(Above: lab where Prof. Doug Crawford and his research team conduct experiments)
There are times when we are so preoccupied that we don’t hear a friend speak to us, or we don’t take note what someone is wearing. But what does it mean when major changes happen around us – and we don’t notice them at all?
Known as "change blindness", this phenomenon has been the subject of study by Prof. Doug Crawford (left), York’s Canada Research Chair in Visuomotor Neuroscience and faculty member in York’s Centre for Vision Research (CVR). His research team included Matthias Neimeier (below, left), a post-doctoral fellow from Tuebingen, Germany, and U of T physiology Professor Douglas Tweed (below, right), who is also an adjunct member of CVR. Tweed, senior author of the article, provided the theoretical expertise for the project.
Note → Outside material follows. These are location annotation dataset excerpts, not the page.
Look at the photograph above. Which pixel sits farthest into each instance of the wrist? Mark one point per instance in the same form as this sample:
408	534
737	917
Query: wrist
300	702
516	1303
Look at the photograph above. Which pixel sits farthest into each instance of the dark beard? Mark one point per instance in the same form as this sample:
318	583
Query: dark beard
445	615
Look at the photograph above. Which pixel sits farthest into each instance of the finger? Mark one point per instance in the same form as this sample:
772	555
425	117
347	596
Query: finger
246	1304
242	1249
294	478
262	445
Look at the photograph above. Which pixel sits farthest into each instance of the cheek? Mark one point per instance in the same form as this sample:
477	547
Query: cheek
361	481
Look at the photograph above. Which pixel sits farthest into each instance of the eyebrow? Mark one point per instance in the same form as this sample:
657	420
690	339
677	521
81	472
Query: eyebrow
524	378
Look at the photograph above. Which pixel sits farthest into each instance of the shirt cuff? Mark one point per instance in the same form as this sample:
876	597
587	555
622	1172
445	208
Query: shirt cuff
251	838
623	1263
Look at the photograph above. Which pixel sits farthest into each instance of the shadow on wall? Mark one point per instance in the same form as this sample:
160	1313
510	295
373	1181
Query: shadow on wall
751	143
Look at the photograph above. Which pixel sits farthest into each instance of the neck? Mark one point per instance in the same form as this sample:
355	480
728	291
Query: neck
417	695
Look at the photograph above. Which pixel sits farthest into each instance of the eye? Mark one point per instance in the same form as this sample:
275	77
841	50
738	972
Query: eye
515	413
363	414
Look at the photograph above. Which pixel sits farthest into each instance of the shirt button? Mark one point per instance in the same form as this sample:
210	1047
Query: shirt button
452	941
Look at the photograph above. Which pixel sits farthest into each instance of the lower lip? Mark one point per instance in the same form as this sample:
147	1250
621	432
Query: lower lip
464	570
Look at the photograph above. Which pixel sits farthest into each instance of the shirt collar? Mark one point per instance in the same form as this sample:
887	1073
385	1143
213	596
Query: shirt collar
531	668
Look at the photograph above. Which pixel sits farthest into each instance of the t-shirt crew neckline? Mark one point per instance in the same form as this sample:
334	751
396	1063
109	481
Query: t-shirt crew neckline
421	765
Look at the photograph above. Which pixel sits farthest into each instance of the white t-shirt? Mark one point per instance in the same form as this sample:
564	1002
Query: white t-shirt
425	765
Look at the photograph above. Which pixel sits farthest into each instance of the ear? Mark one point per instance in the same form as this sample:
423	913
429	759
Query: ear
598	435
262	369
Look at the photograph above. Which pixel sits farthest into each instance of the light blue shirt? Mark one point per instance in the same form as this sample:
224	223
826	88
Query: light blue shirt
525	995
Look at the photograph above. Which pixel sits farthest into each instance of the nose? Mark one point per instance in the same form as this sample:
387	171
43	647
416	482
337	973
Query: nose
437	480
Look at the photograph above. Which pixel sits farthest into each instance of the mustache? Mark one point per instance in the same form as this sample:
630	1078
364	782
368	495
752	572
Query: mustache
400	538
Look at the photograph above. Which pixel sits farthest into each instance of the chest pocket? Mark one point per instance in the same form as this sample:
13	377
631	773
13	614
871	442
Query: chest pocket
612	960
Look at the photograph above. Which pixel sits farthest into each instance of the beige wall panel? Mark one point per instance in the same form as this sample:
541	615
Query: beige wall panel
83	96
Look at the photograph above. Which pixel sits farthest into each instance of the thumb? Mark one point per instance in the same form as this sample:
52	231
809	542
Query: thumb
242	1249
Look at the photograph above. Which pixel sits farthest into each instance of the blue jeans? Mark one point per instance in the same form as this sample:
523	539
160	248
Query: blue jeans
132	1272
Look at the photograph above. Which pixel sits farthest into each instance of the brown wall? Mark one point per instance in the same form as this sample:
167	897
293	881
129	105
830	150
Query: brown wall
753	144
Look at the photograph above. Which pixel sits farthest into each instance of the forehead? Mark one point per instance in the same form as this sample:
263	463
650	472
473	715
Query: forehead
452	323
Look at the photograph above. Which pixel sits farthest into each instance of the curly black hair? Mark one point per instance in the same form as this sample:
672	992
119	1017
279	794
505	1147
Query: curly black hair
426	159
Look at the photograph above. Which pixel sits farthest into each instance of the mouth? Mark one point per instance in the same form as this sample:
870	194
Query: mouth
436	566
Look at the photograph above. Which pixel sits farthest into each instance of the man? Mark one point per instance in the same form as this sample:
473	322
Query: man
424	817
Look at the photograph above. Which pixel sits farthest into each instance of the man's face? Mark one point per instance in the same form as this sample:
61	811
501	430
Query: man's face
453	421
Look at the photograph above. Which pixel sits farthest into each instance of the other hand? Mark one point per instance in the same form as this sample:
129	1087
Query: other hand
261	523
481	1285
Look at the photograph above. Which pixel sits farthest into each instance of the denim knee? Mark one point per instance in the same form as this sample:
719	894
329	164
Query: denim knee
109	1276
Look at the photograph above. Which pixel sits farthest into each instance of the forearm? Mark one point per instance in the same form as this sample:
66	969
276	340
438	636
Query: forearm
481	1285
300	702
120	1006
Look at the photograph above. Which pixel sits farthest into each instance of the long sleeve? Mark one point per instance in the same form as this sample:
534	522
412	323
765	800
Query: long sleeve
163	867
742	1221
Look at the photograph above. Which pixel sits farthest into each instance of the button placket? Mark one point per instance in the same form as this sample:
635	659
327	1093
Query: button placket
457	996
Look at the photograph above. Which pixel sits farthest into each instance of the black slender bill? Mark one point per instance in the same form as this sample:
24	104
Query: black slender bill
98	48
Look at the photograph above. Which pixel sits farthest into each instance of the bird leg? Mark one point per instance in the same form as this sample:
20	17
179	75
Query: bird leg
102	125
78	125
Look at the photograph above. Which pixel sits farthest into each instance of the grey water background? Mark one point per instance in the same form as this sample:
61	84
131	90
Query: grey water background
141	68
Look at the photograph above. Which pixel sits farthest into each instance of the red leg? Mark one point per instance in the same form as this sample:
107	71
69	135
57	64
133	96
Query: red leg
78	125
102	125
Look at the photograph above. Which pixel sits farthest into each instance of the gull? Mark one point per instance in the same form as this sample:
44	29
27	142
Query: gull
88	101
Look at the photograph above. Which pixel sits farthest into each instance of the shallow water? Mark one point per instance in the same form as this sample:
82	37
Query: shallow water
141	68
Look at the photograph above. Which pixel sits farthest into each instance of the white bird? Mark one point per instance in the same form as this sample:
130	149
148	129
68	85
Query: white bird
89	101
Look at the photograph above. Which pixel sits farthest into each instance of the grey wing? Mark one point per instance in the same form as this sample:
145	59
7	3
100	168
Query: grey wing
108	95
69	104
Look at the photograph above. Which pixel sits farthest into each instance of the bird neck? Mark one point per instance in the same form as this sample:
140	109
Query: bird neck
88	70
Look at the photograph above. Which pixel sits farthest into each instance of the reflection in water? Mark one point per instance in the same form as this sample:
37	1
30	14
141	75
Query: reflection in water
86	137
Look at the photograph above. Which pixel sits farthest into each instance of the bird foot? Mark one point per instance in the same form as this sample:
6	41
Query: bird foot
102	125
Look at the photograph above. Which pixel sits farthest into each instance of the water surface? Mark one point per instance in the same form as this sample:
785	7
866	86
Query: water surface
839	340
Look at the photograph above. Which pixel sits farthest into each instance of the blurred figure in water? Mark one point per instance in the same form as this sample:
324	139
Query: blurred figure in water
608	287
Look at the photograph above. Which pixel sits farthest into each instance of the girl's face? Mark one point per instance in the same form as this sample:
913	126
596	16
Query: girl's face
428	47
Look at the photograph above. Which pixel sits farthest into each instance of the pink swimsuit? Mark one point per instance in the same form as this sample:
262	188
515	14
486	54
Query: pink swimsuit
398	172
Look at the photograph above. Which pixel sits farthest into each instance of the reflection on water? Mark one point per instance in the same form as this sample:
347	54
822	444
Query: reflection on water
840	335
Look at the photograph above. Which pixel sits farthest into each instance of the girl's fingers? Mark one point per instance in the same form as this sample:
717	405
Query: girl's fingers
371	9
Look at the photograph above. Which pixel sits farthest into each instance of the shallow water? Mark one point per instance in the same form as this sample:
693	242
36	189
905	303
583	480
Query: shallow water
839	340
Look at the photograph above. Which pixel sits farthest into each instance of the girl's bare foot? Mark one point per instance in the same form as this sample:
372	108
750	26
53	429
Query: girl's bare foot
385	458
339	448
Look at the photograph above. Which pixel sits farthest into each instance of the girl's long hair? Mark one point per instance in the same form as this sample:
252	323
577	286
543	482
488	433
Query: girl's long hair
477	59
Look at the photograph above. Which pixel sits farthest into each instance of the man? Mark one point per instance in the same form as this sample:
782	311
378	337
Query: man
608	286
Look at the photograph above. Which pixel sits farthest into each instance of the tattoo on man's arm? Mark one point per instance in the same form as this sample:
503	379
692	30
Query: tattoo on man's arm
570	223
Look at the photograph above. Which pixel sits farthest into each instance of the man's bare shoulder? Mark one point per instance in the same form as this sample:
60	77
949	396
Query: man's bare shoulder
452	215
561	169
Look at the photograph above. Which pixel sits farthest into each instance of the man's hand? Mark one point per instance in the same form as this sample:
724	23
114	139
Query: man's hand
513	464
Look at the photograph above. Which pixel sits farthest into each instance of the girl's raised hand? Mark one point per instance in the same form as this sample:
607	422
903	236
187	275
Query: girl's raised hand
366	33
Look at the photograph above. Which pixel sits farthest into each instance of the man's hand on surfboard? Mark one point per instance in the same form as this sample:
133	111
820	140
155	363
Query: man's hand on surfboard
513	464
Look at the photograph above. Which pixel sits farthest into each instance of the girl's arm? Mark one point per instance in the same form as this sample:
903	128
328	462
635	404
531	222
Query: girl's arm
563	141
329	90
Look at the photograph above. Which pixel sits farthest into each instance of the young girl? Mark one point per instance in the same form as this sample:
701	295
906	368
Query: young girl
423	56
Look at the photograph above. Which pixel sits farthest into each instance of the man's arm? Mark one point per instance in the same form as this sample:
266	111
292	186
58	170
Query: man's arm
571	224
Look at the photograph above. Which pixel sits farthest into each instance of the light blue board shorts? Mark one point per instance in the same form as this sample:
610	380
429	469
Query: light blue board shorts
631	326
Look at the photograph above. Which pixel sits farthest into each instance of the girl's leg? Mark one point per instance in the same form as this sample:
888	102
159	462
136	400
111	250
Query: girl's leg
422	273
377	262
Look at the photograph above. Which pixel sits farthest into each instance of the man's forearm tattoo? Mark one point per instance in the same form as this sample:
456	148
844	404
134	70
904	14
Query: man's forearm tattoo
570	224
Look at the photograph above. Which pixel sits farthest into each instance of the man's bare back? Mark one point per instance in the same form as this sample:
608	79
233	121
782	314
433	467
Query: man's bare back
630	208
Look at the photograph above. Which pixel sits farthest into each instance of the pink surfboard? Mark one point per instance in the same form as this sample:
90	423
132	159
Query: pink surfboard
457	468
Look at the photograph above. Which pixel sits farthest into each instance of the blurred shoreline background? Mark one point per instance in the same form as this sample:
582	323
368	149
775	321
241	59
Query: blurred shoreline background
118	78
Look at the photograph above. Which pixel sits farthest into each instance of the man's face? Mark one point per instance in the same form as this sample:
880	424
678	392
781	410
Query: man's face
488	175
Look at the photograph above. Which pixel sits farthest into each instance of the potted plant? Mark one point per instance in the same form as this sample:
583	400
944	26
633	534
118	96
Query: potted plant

Recently, Crawford, Neimeier and Tweed had an article on their research printed in the March 6 edition of the prestigious, scientific journal, Nature.
The article is entitled "Optimal transsaccadic integration explains distorted spatial perception". Their findings were based on experiments carried out in one of Crawford’s CVR labs. The research project was funded by the CIHR Group for Action and Perception, to which Crawford and Tweed belong.
Crawford submitted the following information about the project to YFile.
In recent years, there has been considerable excitement in the vision and cognition communities about "change blindness". This is a phenomenon where people fail to observe changes in the environment when there is some kind of visual distraction during the change.
In one dramatic study, unsuspecting subjects who were giving directions to an experimenter failed to notice when this experimenter surreptitiously "changed" into another person, even to another sex, after the visual interruption of two people carrying a door between the subject and experimenter.
This, of course, is also an important principle in sleight-of-hand magic tricks. But psychologists and neuroscientists have interpreted this to mean that, despite intuition, the brain does not retain a very good moment-to-moment memory of the visual world.
We reasoned that this is not a case of bad memory, but rather a case of a very sensible brain rejecting possibilities that are extremely unlikely to occur (such as people switching sex mid-way through a conversation).
To test this we looked at the simple case where people fail to notice small, quick jumps in a visual stimulus when they occur during an eye movement. First, we trained mathematical models of the brain to remember where objects are. These models predicted that when a stimulus jumps during an eye movement, the brain would discount the apparent change as a mistake in the eye movement rather than a less likely event in the external world.
Specifically, our models predicted that subjects with more accurate eye movements would be more sensitive to perceiving stimulus jumps than subjects with more sloppy eye movements.
Detailed testing in real subjects showed this to be true. This casts doubt on the idea that change blindness is necessarily due to poor memory; at least some forms are due to the brain making optimal inferences about the visual world.